Our results show that our proposed architecture reaches and outperforms state-of-the-art approaches available in the literature with accuracy exceeding 96% for a time window of 24 hours. Moreover, the proposed architecture is lightweight and consumes fewer resources (≈1.2 Watt on IntelMovidius MyriadX) enabling it to meet the requirements for onboard deployment and real-time space weather monitoring for early warnings. Recently, many researchers have focused on developing time series statistical models for solar flare forecasting using static active region parameters from a data product known as Space Weather Helioseismic and Magnetic Imager Active Region Patches (SHARPs). However, most of them require SHARPs parameters, which are hand-crafted features. This frequent use of SHARPs parameters, even with the deployment of Deep Neural Networks (DNNs) that effectively extract complex patterns, raises the question: is it possible to process and analyse HMI active regions without relying on any SHARPs parameters or handcrafted features? Can we achieve efficient and robust solar flare forecasting by extracting patterns directly from images? Some recent researchers have started replying to this question by introducing a three-dimensional CNN to develop separate models for forecasting C-class and M-class flares within the next 24 hours. Their results demonstrated the efficiency of lightweight DNNs in extracting complex and spatiotemporal patterns directly from active region magnetic fields. However, their work is limited by using regular convolution operations, which can access both past and future data points in the sequence, which is often undesirable for sequence modeling tasks where predictions should depend only on past information. In this work, we develop "EoFTCNets", a framework to accurately nowcast solar flares at early stages.

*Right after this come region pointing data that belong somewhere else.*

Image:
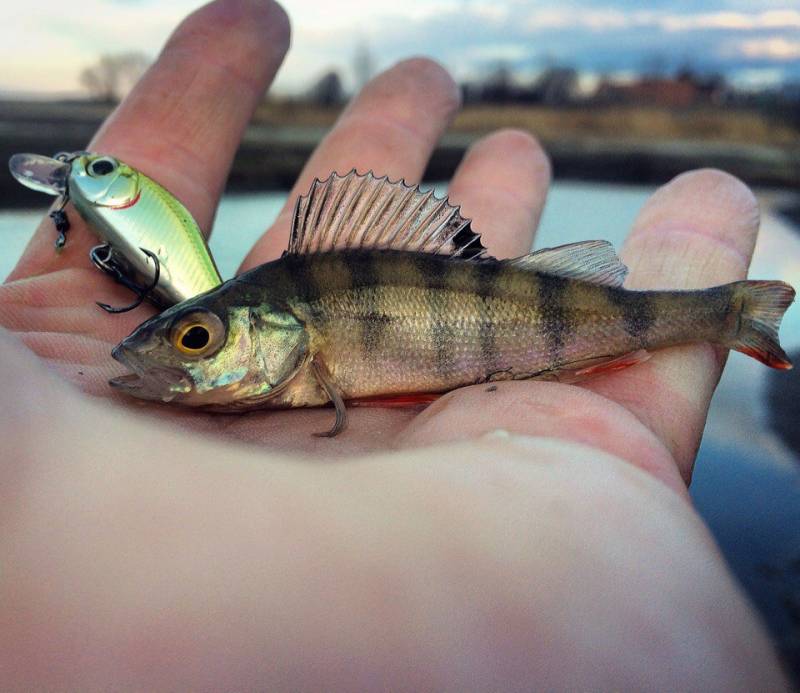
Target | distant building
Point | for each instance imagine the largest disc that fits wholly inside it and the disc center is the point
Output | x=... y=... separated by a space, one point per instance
x=327 y=90
x=682 y=91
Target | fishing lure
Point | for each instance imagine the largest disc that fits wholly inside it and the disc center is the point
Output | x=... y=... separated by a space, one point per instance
x=151 y=244
x=376 y=299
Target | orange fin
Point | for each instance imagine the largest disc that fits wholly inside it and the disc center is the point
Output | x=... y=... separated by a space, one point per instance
x=396 y=401
x=576 y=372
x=763 y=306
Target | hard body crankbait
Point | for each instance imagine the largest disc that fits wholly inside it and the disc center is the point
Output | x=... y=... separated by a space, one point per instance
x=151 y=242
x=376 y=298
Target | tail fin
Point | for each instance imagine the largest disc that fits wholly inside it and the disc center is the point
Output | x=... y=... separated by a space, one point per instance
x=763 y=304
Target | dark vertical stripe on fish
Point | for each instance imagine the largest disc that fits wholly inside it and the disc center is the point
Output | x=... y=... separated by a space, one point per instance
x=638 y=312
x=366 y=277
x=486 y=275
x=555 y=319
x=301 y=269
x=442 y=331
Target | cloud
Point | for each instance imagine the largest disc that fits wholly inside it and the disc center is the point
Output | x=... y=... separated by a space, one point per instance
x=734 y=21
x=772 y=49
x=47 y=44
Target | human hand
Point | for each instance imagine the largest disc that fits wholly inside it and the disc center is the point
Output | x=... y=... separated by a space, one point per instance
x=696 y=232
x=416 y=542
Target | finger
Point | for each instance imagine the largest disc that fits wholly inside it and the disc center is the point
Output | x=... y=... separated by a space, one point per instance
x=183 y=121
x=390 y=128
x=502 y=186
x=698 y=231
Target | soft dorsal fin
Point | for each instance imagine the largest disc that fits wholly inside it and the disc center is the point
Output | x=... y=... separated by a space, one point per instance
x=589 y=261
x=363 y=211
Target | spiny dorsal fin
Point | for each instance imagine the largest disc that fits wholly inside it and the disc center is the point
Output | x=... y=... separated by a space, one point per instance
x=362 y=211
x=588 y=261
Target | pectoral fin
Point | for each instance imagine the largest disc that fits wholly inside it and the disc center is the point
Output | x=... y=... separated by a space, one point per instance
x=323 y=376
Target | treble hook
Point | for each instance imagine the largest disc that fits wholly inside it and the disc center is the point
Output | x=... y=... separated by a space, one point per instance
x=59 y=217
x=109 y=267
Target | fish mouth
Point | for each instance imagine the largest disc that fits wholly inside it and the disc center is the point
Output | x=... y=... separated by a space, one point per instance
x=157 y=383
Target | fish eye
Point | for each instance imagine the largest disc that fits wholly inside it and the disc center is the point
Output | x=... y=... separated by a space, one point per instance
x=102 y=167
x=199 y=333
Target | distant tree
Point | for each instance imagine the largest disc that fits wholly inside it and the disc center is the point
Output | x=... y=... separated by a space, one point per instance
x=327 y=90
x=556 y=86
x=113 y=76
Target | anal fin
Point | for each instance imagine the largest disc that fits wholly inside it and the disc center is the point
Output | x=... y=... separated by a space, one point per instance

This work leveraging the performance Temporal Convolutional Network (TCN) builds upon and enhances our previous research, which used TCNs as baseline architecture for solar flare nowcasting. TCNs address the limitations of traditional CNNs by employing dilated causal convolutions, which exponentially expand the receptive field without increasing model depth. This approach efficiently captures long-range dependencies in sequence data while preserving temporal causality. However, our earlier study encountered several limitations, including challenges in accurately extracting relevant physical and geometric features from the images. Moreover, the limitations of the available data and the weak correlation between the features of active regions and solar flare labels present significant challenges. To address these issues, we propose expanding the TCN architecture to process images as input time series data, enabling effective analysis of data patterns over time by leveraging both spatial information and temporal correlations. Our proposed framework (EoFTCNets) is the stack of two separated blocks for multimodal fusion where the original active region patches and their corresponding masks are used for model training and inference. Inside each block, we implemented three separated prediction networks for a binary classification task for C-class flare, M-class flare, and X-class flare. The key to this work is eliminating the necessity of preprocessing data required when implementing statistical models using SHARPs parameters, instead building a lightweight time series architecture capable of direct process images, performing nowcasting in 24 hours, and reducing the computational resources onboard satellite.

The key contributions of this work are as follows:
• We eliminate the need for preprocessing data typically required for implementing statistical models using SHARP parameters, which are reliant on handcrafted features that can be inaccurate and time-consuming, instead constructing a sufficiently large time series dataset using HMI Magnetogram Active Region (AR) patches to effectively train the neural network for 24-window size forecasting.
• We propose the "EoFTCNets", an end-to-end framework for effectively forecasting solar flares, utilising two separate components, EoFPhyNet and EoFGeoNet, trained and inferred on the original AR patches and their masks, respectively. This approach en- ables the fusion of six decisions, ensuring robustness and accurate early warnings.
• We demonstrate state-of-the-art performance against existing approaches on the three γ-flare class.